季節はクリスマスシーズン。妻や子供へのクリスマスプレゼントを買わないといけないなあと思いながらもいまはそんな気分になれず、ただ日常を忘れたかった。
それなのに携帯電話は鳴り響く。
妻が早く帰ってこいという催促だ。だが、そんなもの無視する。帰ったあとのことなど知らない。とにかく飲みたいのだ。
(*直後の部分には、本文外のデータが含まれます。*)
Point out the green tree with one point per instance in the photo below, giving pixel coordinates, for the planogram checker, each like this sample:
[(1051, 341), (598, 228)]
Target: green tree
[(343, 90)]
そういうわけで携帯の電源を切るとバッグの奥へと押し込んだ。
もうずいぶん酔いが回っている。
気づくと男はビルの間の人気がない路地裏に座り込んでいた。
いつまでそうしていたのかはわからない。そんなに長い時間ではなかったのだろう。
男が目を覚ましたのは猫の声が聞こえたからだ。
野良猫だろうか。
男はぼんやりとした視界を鳴き声のほうへ向けた。
たしかに猫がいた。
猫がこちらを見ている。
猫にしては大きい。
もしかしたら、虎だろうか。
いやこんなところに虎などいるはずがない。
揺れる尻尾がいくつもみえる。
酔っぱらっているから何十も見えているのだろう。
男は自分のほうを見えている猫を撫でようと手を伸ばした。
すると猫の体がまた大きくなったような気がする。
にゃーという可愛らしい声がどんどんと大きくなっていく。
ぎゃー!ぎゃー!
その声は甘えているわけじゃない。確実に威嚇していることに気づいたとき男の体に戦慄が走った。
すると体が勝手に震える。
本能的にいますぐ逃げないといけないという衝動にかられるも体はびくとも動かない。
立つこともできずに自分よりも大きい猫をみていた。
猫じゃない。
化け猫だ。
化け猫がよだれをたらしながら大きな口を開いている。
お前を喰ってやる。
そういっているような気がしてならない。
「にゃあ」
猫が鳴く。また可愛らしい声。だが、その巨大な体躯ために男には恐怖しか与えなかった。
猫の尻尾はひとつではない。八つの尻尾が一つずつ独立しているようにうねっている。
あれはなんという生き物なのか。見たことのない生き物がなぜ自分の前に突然現れたのか。男は必死に考える。だが、まったく心当たりはない。そもそも猫好きな男が猫をいじめるようなことをした記憶もないのだ。それなのにその八つの尻尾をもつ大型の猫は男へ敵意をむけている。
「にゅあああああ」
大型の猫が声をあげると男に襲いかかった。